Councilman MD Hossain Morshed phones into the Council meeting to cast his vote on the SSP. (He had not voted on any of the other matters discussed.) Last week, Morshed was assaulted by men that he claimed voiced opposition to his efforts to close down Oasis.
Until now, it has been widely accepted that the decision ultimately came down to New Jersey Lieutenant Governor Sheila Oliver, who also serves as the commissioner of the New Jersey Department of Community Affairs. In 2016, the state government reached an agreement with AC, economically struggling at the time, to take control over much of the city’s finances. But that authority might not be as definitive as harm reduction advocates and state officials initially believed, and Lieutenant Governor Oliver does not seem to have the absolute power to veto City Council votes. (On top of that, advocates have grown concerned that she supported the will of the Council.)
New Jersey Governor Phil Murphy made his own position clear—verbally, at least. “I am deeply disappointed by the Atlantic City Council’s decision to close the city’s syringe access program,” he said in a press statement. “This action will endanger some of the city’s most at-risk residents and contradicts my Administration’s comprehensive, data-driven strategy to end the opioid crisis.

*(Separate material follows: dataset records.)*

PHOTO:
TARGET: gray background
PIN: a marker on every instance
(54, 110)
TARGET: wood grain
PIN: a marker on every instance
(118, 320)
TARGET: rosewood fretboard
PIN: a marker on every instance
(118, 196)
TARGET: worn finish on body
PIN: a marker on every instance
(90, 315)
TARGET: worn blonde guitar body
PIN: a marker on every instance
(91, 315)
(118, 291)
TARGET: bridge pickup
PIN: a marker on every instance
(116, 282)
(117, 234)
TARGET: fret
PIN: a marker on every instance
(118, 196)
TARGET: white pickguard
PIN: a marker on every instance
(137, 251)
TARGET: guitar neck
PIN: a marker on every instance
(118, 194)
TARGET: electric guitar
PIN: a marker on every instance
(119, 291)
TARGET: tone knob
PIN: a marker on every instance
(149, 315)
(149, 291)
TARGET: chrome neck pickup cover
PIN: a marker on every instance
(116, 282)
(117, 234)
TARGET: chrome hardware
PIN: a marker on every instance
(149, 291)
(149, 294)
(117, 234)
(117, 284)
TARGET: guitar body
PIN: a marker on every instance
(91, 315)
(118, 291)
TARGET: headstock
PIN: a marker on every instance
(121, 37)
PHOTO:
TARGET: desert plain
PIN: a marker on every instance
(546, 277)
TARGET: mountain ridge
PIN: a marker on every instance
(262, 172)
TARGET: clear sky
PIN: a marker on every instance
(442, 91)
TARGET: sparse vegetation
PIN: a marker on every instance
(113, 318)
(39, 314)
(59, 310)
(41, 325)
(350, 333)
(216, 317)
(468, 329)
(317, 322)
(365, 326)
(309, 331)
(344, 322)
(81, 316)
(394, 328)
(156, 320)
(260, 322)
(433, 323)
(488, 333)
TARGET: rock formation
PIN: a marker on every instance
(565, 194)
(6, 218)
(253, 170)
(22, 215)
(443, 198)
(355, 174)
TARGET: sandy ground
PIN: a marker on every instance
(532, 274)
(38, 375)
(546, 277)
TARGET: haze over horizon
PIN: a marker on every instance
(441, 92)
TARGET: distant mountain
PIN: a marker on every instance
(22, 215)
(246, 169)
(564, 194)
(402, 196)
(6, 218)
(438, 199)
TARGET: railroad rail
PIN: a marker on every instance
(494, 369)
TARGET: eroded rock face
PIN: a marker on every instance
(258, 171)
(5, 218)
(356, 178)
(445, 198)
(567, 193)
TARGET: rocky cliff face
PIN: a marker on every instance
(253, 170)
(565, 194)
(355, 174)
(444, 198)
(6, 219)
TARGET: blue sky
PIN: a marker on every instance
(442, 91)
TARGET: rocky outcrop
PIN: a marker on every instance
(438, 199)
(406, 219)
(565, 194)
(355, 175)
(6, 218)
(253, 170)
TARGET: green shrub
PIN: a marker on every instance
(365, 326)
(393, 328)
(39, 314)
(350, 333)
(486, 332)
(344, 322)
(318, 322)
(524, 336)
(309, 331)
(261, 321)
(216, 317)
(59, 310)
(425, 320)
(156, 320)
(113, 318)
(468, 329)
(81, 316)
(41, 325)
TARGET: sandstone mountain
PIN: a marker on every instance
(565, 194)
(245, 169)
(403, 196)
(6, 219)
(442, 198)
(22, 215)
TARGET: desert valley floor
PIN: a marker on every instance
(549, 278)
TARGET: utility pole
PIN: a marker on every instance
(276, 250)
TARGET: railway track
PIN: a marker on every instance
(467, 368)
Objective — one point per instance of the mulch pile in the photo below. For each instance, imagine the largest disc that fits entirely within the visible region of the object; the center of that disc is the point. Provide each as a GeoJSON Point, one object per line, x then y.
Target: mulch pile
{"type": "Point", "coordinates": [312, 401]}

My administration continues to assess paths forward and we remain committed to preserving access to these evidence-based and life-saving services for Atlantic City and area residents.”
Tibbitt and other City Council members kept alluding in the meeting to the fact that the state had “a plan,” and that the vote did not mean there would be a padlock on Oasis tomorrow. But what that plan is remains unclear, as does the future of the SSP.
In one rather odd exchange, the city’s business administrator, Anthony Swan, reminded Tibbitt that he and the city’s health director, Dr. Wilson Washington Jr., had recommended keeping Oasis open as they considered alternatives. Tibbitt claimed he did not recall that conversation.
“If you say so,” he said.
Councilman Randolph during another period of the meeting.
The state government, at the very least, seems to be poring over options, and Murphy remains dedicated to a harm reduction message—and funding—in theory. But, as with Atlantic City, funding for SSPs does not guarantee their existence: As state money becomes available for such programs, municipalities pass ordinances to prevent them from opening. It would seem the only viable solution is for the New Jersey government to pass legislation that prevents this sort of scenario from happening.
Until then, it’s stuck in a position of simply trying to ameliorate the conflict.
“I always believe in problem solving and partnerships when addressing community challenges, and I am disappointed that such collaboration did not happen in this situation with the sterile syringe exchange program in Atlantic City,” Lieutenant Governor Oliver said in a statement to Filter. “But there is still an opportunity for people to come up with a proposal that all sides can agree on to ensure this valuable service continues to be provided for people in Atlantic City and the region who are battling substance abuse.”